There are some simple rules to going out in public with a woman who has been a victim of sexual abuse and suffers from PTSD. One rule is to never leave her alone. If you have to leave her, such as going to the men’s room, tell her you are going. If she wants to stand outside the door, let her; if she stays where she is, don’t get sidetracked and leave her there for twenty minutes. She may become anxious, nervous, and then panicky. If you are in a bar, do not encourage her to dance with other men, even if he is a friend of yours. Leave it completely up to her, and if she says no, back her up. If you are at a house, don’t leave her in a room with a bunch of strange men while you go to get another beer. Tell her you want another beer, and see if she offers to get it. Or, tell her you are going to the kitchen and ask if she wants to come. It is easier for her to get away from a male who wants to talk to her if she is already moving. If you leave her on the couch by herself, she has nowhere to go to get away without looking rude in front of all your buddies. Even though you may have known your group of friends for years, she has been given no reason to trust them. The PTSD rule for a victimized woman becomes, “Guilty until proven innocent.”

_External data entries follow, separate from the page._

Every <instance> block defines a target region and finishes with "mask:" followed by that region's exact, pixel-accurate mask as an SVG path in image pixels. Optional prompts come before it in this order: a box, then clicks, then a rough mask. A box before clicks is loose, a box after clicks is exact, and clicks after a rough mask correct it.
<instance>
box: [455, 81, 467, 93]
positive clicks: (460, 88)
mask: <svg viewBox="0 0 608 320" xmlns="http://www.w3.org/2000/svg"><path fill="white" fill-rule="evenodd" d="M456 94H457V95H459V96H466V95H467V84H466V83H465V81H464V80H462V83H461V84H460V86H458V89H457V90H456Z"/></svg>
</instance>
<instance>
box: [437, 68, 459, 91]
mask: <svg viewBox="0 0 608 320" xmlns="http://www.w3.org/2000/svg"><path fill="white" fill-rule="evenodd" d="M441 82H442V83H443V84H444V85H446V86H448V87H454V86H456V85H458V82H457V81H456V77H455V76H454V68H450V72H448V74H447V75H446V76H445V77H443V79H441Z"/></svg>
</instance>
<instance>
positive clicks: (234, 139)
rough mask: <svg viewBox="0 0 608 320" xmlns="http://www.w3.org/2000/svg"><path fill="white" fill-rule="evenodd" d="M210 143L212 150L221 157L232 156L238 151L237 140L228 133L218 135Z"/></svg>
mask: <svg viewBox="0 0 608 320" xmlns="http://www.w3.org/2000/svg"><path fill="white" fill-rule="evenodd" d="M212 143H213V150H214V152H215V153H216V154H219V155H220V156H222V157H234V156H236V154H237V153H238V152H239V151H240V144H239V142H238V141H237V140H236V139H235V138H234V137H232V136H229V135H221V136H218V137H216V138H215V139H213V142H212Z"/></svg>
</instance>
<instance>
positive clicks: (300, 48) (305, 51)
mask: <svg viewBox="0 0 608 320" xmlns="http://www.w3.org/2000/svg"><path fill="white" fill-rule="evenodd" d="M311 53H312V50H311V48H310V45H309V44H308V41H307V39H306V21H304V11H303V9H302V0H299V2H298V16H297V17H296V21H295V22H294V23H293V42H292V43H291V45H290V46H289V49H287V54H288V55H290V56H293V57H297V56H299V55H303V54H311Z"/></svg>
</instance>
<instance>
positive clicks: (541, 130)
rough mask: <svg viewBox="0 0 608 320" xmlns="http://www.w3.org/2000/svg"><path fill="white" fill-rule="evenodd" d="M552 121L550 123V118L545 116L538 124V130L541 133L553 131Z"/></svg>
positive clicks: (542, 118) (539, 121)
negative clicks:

Finally, learn to recognize the signs that the woman you love is uncomfortable, nervous, or anxious. Is she speaking quietly? Is she rubbing her hands? Is she touching her face? Is her breathing faster than usual? Is she looking around the room, or at one particular person, frequently? If you notice any behaviors that appear unusual, try to reassure her by holding her hand, or draping your arm behind her, or giving her more space if she is reacting in an intimate situation. Talk to her about what is okay to do and what is not. Go to counseling with her, or help her get professional counseling to confirm the PTSD if she has not had any treatment. If you truly love her and want to make the relationship last, give her back the control she needs to feel whole again. Sometimes you may feel that you are having to make up for the sins of the entire male gender; in part this may be true. But if a sufferer is allowed to find her way back to reality, your relationship will be that much stronger for it. Instead of getting mad at the irrationality of PTSD, turn your anger on the perpetrators who stalk children and sexually molest one in four females in this country. Teach your daughters to fight like hell, scream loudly, and tell you or another adult if something happens. And love your partner for having the courage to stare horror in the face and come out of it, PTSD and all.